Capita spesso che mi vengano chiesti pareri o consigli sul vino. Oppure che io segnali ad amici e colleghi bevute particolarmente interessanti. La mia amica Laura fa lo stesso con i libri. Spesso i suoi messaggi e le sue mail arrivano per segnalarmi i romanzi che più l’hanno colpita (e che io devo assolutamente leggere).

È quello che è capitato con I Melrose, ponderoso volume di oltre 700 pagine scritto da Edward St Aubyn. Il tomo raccoglie i quattro romanzi che compongono la di saga di Patrick Melrose – il protagonista, ultimo nato di un’importante e nobile famiglia inglese – accompagnandolo dall’infanzia sino all’età adulta. Nel primo – Non importa (Never Mind) – capiamo perché Patrick diventerà quello degli episodi successivi: c’è Freud, c’è Edipo, ma soprattutto c’è tanta crudeltà. Il secondo – Cattive notizie (Bad News) – è un allucinato viaggio di due giorni dove Patrick, ormai ventenne, vola a New York per recuperare le ceneri del padre e per perdersi ancora di più in droga e dissipazioni. (Qui St Aubyn dimostra di aver letto Joyce, e anche più di una volta). Speranza (Some Hope), il terzo episodio, racconta un ricevimento in una villa della campagna inglese, dove l’upper class si ritrova per celebrare il compleanno di un suo rappresentante. Il romanzo che chiude il volume – Latte materno (Mother’s Milk) – è il più lungo e articolato, comprendendo un arco temporale di alcuni anni: qui il protagonista si trova alle prese con la paternità ma soprattutto con varie declinazioni di maternità.

MELROSE 02 Sebbene le trame non facciano dell’originalità il loro punto di forza, il libro è formidabile, esplosivo e spietato. La vicenda personale di Patrick può essere ascritta nel filone del romanzo di formazione, e già qui gli spunti sono innumerevoli, specialmente negli ultimi due romanzi. Per abitudine non sottolineo i libri, ma se lo facessi avrei consumato almeno una matita. E poi c’è una impietosa e corrosiva descrizione dell’alta società inglese (alta società a cui l’autore appartiene), con tutti i suoi vezzi e i suoi vizi: l’atavico – e impareggiabile – snobismo, l’orgoglio di non avere mai dovuto lavorare (sic!), il disprezzo per tutti gli altri e per ciò che rivela un qualsiasi barlume di modernità, un cinismo che definire spietato è dire poco. Il tutto condito da massicce dosi di ipocrisia. Credo che bastino i dialoghi degli invitati al party descritto nel terzo romanzo per far espellere St Aubyn da tutti i migliori (?) circoli britannici e per far capire che la nobiltà non è assolutamente questione di nascita.
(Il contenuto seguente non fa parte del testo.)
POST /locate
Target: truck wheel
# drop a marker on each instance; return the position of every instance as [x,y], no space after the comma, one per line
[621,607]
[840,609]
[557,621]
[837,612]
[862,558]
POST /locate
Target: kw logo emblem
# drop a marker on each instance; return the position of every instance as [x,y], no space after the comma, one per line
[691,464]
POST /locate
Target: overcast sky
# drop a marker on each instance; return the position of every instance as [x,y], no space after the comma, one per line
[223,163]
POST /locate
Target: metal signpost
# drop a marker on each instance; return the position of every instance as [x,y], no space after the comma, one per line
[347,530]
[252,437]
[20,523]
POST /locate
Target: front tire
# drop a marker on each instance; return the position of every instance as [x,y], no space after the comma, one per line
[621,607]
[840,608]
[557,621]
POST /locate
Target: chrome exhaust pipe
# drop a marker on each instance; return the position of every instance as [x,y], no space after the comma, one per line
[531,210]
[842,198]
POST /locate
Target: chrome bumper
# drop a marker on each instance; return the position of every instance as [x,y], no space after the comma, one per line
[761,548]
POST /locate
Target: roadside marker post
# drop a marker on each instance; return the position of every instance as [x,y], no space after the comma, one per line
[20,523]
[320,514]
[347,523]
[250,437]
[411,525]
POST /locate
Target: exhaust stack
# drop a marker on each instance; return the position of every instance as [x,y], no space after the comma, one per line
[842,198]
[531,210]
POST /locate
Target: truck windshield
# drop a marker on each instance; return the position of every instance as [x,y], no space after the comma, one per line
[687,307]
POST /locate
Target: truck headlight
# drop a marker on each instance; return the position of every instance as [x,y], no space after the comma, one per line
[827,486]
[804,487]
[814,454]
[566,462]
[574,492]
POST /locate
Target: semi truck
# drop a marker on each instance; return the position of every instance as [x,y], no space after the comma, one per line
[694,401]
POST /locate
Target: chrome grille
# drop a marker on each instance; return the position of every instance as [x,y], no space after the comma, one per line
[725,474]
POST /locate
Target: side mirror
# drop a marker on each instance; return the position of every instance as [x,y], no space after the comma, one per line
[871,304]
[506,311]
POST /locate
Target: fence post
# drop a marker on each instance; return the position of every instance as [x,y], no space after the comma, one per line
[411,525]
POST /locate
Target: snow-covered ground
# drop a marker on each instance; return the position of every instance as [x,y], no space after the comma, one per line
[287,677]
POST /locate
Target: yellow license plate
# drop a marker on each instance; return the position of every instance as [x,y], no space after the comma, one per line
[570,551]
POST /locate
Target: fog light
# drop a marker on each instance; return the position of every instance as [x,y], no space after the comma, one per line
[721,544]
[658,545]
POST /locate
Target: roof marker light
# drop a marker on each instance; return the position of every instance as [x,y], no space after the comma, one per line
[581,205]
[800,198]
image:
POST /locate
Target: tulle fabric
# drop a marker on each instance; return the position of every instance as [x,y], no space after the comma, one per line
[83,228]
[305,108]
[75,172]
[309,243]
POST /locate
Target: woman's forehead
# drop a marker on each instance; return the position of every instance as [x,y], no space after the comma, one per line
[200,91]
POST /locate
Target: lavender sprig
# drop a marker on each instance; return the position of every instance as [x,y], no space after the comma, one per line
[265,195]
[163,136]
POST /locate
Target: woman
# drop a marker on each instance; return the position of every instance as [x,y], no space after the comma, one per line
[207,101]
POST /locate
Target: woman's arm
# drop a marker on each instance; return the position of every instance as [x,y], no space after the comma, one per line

Ma, a mio parere, è soprattutto la scrittura il vero valore di questo libro. Sempre incisiva, quando non corrosiva, ha il raro pregio di adattarsi alle situazioni narrate, facendo raggiungere al lettore una sorta di empatia con il protagonista. E raramente ho letto dialoghi così precisi e verosimili. Altra particolarità che caratterizza e secondo me qualifica lo stile di St Aubyn è la quasi totale mancanza di quelle descrizioni che praticamente tutti gli scrittori utilizzano come pausa al fine di accrescere la tensione (se non, peggio, come riempitivo). Qui succede tutto senza soluzione di continuità, ma non per questo la tensione narrativa viene meno. Anzi, il lettore è quasi catapultato in un vortice nel quale sente il bisogno di addentrarsi sempre più a fondo. Questo, e una formidabile scorrevolezza, hanno fatto sì che io finissi il tomo in soli 5 giorni.

Insomma, per usare la parole di Laura: leggete I Melrose! Subito!

p.s.: c’è un quinto romanzo, che chiude la saga. È da poco uscito in Italia e nonostante la traduzione del titolo – l’originale At Last è diventato Lieto fine – non mi invogli troppo alla lettura, farò questo sacrificio per voi!

p.p.s.: dimenticavo. Ne I Melrose c’è anche parecchio vino, ma di questo parlerò un’altra volta.